Highlights from our conversation are below and you can listen to the whole thing right now by subscribing to The Last Laugh on Apple Podcasts or wherever you listen to podcasts.
How he ended up on MTV
“I was hot. I was 19 years old. Everyone was talking about, who is this kid? MTV was the hottest thing. My manager got me an audition. MTV saw me at The Comedy Store and they asked me to come to Spring Break. They flew me to Spring Break. It didn’t go so hot. I was pretty nervous and green. I think I was 19 or 20. And then I just went back to the drawing board and started writing my stand-up and working my act and getting my confidence up. And then we did a show called Comic Strip Live. We sent that to MTV and then they said, he’s ready now. And then it just kind of snowballed into the biggest thing of my career, which was Totally Pauly. I felt like Willy Wonka. I couldn’t believe it. I was in shock. It didn’t seem like a job. It just was fun. I took it seriously and believe it or not, I wasn’t on drugs and I wasn’t drinking during filming MTV. I maybe had a couple of drinks at Spring Break, but other than that, when we were filming, once the camera rolled, it was on, we were doing it. I was in heaven. I was very, very fortunate. Right place, right time, right network, right era.”

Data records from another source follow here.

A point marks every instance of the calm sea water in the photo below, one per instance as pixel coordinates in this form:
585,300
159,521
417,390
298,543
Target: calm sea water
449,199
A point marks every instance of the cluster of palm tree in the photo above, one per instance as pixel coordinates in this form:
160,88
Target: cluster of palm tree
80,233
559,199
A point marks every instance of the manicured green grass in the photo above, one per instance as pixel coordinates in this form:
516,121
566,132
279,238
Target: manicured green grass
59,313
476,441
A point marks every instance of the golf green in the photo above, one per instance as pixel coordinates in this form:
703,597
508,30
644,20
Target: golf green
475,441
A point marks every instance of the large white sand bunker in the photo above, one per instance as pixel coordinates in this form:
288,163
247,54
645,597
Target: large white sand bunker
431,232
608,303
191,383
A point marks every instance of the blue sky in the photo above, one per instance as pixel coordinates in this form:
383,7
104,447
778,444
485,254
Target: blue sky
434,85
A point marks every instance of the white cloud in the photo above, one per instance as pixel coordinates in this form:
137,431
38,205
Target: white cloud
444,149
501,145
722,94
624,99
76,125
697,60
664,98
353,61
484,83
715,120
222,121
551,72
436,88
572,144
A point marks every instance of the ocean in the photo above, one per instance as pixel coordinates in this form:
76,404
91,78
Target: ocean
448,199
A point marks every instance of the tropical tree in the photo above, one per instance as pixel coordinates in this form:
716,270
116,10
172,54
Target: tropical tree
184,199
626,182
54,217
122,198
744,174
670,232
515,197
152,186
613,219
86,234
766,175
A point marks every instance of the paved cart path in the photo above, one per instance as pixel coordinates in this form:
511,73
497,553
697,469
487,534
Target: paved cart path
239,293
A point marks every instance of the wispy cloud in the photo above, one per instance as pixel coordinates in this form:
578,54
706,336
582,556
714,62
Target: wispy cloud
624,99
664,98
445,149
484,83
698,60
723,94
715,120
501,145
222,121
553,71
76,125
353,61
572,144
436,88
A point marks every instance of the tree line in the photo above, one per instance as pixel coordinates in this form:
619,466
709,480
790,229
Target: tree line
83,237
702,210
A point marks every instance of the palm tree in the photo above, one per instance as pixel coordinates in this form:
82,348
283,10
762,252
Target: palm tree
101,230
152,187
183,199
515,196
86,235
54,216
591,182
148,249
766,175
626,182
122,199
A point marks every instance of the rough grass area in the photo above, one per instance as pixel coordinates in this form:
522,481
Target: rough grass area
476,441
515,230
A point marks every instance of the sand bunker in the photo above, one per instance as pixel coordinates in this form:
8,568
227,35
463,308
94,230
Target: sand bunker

On the Fox sitcom that derailed his career
“This was an opportunity that came to us, me and my manager and my agents. And I was like, fuck, they’re offering me my own sitcom on Fox. It's called Pauly. Let’s make it work! Instead of going, wait a minute, maybe I should stop while I’m ahead and not do this and leave them wanting more, I figured I’d make it work in the writers’ room. I’d cast it right. But the problem was, it was just wrong. The concept was wrong, everything was wrong about it. But I didn’t see it at the time because I was blinded by the fact that I was going to try to make it work. So I should have probably passed, but I wanted to work. What it should have been was probably closer to my real life. A mom and a dad and a comedy club and comedians and shit like that. And also I got a little greedy and I started looking at other comedians that were starring in sitcoms. I’m like, fuck, Roseanne’s got a sitcom, I want one! I mean, look at Roseanne, it was called Roseanne, it was the biggest hit in the world.”
On playing Trump adviser Stephen Miller for Funny or Die
“He is a fucking nutbag that guy. Un-fucking-believable. This fucking guy. He’s from Santa Monica and he’s a Jew and he’s fucking working for Trump? It’s so weird. I mean, what a fucking weirdo. But Funny or Die called me and they said, hey, do this. I mean, it’s one of those things, when certain people call you just do it. Then that took off and everyone really liked that. We did a couple of those, but I wish [Miller] would do more things so I can spoof him more. But he hides, it’s weird. He’s so nuts. I voted for Hillary [Clinton] and when [Trump] won, I was like, you know what, fuck it. But then he just went south. He just fucking started doing all this crazy shit. And I was like, why does he have to do all this stuff and say all these things? He’s already got the job! What the fuck is wrong with this guy? He doesn’t need to say and do this stuff. But you know why he won, right? Because of The Apprentice. He was on TV for 10 years. That’s middle America, NBC. ‘Man, that guy’s funny, dude. He’s got a cool helicopter, bro.’ But it’s a shame.”
On constantly getting recognized by fans for his decades-old work
“I look at it as I’m fortunate that people recognize me, which means I actually made it in the entertainment business. Because if you’re in the entertainment business and you’re putting yourself out there and no one’s recognizing you, then I don’t want to say you failed, but you didn’t make an impact. So the fact is that I’ve gotten under America’s skin, starting from MTV. So when I tour America and people approach, yeah sometimes I get tired, there are certain times you don’t want to be approached. But everywhere I go, people know me. And thank god, knock on wood, it’s for something that affected them that I did years ago. There’s a connection.”